Aiming advances in AI at biomedical search
Tomorrow marks one year since COVID-19 was declared a pandemic by the World Health Organization. At the time, the virus had already spread to 114 countries and had killed more than 4,000 people worldwide. Washington was the first state in the United States facing an outbreak—one that raged a couple of miles from my home in Kirkland. The world was engulfed in fear.
In confronting the pandemic, researchers in biology, medicine and epidemiology raced to better understand Sars-CoV2 and to develop approaches to treat COVID-19. Their insights and findings generated an information explosion: Tens of thousands of research articles were published in the first several months. To date, nearly a half-million articles have been published. And this recent work stands on a massive foundation of hundreds of thousands of relevant publications going back decades, including findings on other viruses in the coronavirus family, investigation of immune responses to respiratory infections and advances with RNA-based vaccines.
Recognizing that tools for navigating information would play a critical role in the fight against the virus, teams at Microsoft were inspired to think more deeply about search and retrieval for biomedical information, spurring new projects. Today, we’re announcing the availability of Microsoft Biomedical Search, a research prototype that enables searchers to query biomedical literature with natural language queries rather than keywords.
Microsoft Biomedical Search builds on several threads of work. Early in the pandemic, we collaborated with colleagues at the National Library of Medicine (NLM), the Allen Institute for AI, the White House Office of Science and Technology (OSTP)and other organizations to build the COVID-19 Open Research Dataset (CORD-19). This freely available resource of machine-readable content about the coronavirus group of viruses has stimulated numerous research projects worldwide on biomedical search and scientific visualization.
In another effort, we pursued a better understanding of rising questions and informational needs by reaching out to scientists and clinicians at the front lines of the pandemic. As part of this work, we engaged with colleagues at the Cleveland Clinic on challenges with information seeking. The Cleveland Clinic team brought together a diverse group of biologists and clinicians to create a list of questions that were representative of their rising information needs—for their pursuit of scientific research at the frontiers of understanding and for helping with their care of COVID-19 patients.
With Microsoft Biomedical Search, we’ve brought together large biomedical literature datasets, representative query workloads and advances in large-scale neural language models to enhance biomedical search. In particular, we’ve pursued capabilities that allow searchers to better specify what they mean with the precision of natural language.
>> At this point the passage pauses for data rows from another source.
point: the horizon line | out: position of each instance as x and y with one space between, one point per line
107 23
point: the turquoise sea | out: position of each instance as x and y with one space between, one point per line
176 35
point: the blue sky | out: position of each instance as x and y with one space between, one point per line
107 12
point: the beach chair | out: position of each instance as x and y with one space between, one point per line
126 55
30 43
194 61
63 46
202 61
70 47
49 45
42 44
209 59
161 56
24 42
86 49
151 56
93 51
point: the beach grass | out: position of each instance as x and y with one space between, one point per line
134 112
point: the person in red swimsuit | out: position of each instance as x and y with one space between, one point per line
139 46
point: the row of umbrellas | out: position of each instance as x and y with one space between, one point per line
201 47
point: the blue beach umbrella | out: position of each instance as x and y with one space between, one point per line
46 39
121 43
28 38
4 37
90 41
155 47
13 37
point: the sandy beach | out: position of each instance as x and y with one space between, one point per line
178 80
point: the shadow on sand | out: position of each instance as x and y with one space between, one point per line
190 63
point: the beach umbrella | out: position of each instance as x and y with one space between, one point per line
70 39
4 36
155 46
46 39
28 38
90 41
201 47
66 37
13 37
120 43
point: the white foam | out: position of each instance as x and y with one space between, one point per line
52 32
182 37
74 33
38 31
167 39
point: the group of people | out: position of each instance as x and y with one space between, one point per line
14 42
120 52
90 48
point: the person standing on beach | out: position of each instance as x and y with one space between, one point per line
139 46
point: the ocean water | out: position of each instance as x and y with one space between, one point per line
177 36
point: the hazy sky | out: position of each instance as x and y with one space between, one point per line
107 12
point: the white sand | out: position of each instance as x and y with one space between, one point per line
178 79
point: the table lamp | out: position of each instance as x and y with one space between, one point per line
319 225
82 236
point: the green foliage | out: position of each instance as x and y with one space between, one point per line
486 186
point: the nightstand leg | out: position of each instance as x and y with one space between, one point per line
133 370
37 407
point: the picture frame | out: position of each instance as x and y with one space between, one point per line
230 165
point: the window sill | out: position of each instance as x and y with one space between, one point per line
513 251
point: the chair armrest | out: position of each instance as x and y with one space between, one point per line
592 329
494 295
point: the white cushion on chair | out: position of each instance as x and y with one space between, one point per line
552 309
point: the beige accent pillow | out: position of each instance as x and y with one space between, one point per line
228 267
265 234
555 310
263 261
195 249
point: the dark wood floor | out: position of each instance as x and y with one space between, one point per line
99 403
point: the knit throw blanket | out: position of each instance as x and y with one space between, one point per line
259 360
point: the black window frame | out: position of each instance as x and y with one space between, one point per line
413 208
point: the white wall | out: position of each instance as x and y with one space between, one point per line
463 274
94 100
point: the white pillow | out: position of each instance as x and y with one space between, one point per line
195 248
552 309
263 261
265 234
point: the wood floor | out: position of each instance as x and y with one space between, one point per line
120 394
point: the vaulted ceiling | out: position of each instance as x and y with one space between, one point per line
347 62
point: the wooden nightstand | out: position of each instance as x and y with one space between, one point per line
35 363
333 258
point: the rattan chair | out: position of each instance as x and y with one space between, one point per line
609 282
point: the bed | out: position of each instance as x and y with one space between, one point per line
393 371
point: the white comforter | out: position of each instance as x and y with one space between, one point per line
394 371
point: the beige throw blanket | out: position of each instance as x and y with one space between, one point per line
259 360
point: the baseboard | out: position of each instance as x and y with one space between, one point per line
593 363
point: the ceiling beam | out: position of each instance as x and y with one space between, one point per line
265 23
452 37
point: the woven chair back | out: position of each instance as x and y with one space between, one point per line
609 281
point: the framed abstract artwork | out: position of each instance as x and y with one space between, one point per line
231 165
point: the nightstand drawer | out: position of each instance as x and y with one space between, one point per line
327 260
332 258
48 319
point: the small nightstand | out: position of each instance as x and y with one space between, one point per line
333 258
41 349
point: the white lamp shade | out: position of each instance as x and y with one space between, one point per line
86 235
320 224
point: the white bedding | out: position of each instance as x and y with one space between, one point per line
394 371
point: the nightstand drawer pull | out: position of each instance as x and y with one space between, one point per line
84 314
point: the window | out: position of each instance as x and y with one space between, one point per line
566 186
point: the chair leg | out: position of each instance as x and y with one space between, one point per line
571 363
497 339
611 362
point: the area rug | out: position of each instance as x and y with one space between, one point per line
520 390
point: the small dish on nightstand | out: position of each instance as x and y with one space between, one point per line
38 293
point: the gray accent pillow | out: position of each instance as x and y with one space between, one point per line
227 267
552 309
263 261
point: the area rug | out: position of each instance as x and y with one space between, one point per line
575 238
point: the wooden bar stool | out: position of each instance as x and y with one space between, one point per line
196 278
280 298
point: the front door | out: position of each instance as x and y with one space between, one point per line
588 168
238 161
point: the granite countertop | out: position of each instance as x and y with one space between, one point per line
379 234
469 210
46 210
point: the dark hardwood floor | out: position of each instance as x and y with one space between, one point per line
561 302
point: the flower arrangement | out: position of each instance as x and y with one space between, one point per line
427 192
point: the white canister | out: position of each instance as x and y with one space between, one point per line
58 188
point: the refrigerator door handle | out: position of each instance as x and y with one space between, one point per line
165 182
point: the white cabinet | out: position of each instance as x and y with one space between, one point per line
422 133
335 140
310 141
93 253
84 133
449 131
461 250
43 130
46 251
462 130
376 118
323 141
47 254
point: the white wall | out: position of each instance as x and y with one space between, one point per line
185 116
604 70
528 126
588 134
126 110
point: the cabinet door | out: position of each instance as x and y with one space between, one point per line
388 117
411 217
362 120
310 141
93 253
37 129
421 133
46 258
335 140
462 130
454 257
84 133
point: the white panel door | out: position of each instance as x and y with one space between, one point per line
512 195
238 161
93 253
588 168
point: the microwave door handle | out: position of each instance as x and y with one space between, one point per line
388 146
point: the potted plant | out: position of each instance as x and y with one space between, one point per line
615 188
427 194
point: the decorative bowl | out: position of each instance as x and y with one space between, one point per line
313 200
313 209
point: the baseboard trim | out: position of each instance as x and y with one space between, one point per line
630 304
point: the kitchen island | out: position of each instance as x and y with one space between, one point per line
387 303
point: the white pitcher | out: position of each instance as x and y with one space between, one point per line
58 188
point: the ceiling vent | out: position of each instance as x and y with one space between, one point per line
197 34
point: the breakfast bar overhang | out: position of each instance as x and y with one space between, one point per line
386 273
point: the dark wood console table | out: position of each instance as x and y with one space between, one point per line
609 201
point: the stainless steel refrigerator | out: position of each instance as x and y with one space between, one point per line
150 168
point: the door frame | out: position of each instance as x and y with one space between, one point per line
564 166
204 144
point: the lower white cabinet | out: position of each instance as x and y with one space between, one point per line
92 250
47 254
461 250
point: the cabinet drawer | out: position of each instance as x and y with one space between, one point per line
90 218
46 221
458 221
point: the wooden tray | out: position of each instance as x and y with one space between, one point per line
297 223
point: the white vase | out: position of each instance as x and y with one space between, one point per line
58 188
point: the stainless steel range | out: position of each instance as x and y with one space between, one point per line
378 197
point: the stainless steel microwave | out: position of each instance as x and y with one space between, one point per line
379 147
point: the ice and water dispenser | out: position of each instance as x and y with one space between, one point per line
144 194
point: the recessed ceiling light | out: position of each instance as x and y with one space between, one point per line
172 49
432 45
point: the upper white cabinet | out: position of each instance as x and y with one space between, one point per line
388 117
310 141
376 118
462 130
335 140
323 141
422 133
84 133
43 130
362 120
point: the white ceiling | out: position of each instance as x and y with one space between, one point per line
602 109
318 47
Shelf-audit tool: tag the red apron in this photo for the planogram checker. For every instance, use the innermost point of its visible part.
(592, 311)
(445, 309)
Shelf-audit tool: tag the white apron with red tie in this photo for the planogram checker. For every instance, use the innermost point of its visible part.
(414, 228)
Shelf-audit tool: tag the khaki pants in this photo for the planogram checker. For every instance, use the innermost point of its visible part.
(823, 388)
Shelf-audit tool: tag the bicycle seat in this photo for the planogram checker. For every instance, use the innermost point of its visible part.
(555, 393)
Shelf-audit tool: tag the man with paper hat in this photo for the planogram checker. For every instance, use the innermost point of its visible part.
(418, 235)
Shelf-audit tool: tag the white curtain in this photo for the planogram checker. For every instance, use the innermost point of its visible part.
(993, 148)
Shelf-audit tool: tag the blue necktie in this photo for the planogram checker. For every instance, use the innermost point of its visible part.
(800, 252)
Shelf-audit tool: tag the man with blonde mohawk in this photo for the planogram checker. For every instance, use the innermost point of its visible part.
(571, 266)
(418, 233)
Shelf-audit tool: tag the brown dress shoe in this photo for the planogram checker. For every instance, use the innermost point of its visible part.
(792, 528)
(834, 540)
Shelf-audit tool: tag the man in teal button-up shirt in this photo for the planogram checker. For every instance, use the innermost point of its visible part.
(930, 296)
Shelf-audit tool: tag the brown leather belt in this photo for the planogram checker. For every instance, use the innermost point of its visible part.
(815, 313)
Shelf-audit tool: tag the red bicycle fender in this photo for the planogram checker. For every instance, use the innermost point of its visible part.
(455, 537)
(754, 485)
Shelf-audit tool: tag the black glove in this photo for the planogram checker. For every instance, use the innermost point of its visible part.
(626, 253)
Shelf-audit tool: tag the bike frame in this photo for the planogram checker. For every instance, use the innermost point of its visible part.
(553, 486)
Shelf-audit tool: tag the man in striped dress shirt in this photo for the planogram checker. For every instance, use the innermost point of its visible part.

Microsoft Biomedical Search surfaces the most relevant results from more than 20 million documents from CORD-19, Microsoft Academic, PubMed and PubMed Central and relies on three interrelated AI efforts: PubMedBERT, MetaAdaptRank and SaliencyMeasure models.
PubMedBERT is a large-scale language model that was pre-trained on biomedical text rather than on a mix of general-domain language and domain-specific language. The model was pre-trained from scratch with 3 billion words specific to biomedicine. We have found that the model outperforms all prior language models on biomedical natural language processing applications.
MetaAdaptRank helps to accurately determine relevance by alleviating common problems associated with the ranking of research search results. Information retrieval systems often fail to identify all relevant information because queries and documents use different terms to describe the same concept. For example, this mismatch can happen when a searcher is unfamiliar with new terminology. MetaAdaptRank can learn the semantics of specialized domains to more accurately rank results even for topics or keywords for which information is scarce.
SaliencyMeasure uses reinforcement learning to predict the likely future importance of a scientific paper, which helps with balancing the ranking of older and recent publications or authors rather than relying solely on citations.
We’re excited to put Microsoft Biomedical Search in the hands of biomedical research scientists, clinicians, epidemiologists and public health experts. There’s certainly much more to do and more to learn to help scientists navigate the explosion of information in biomedicine. We welcome feedback from the biomedical community to help us make further progress.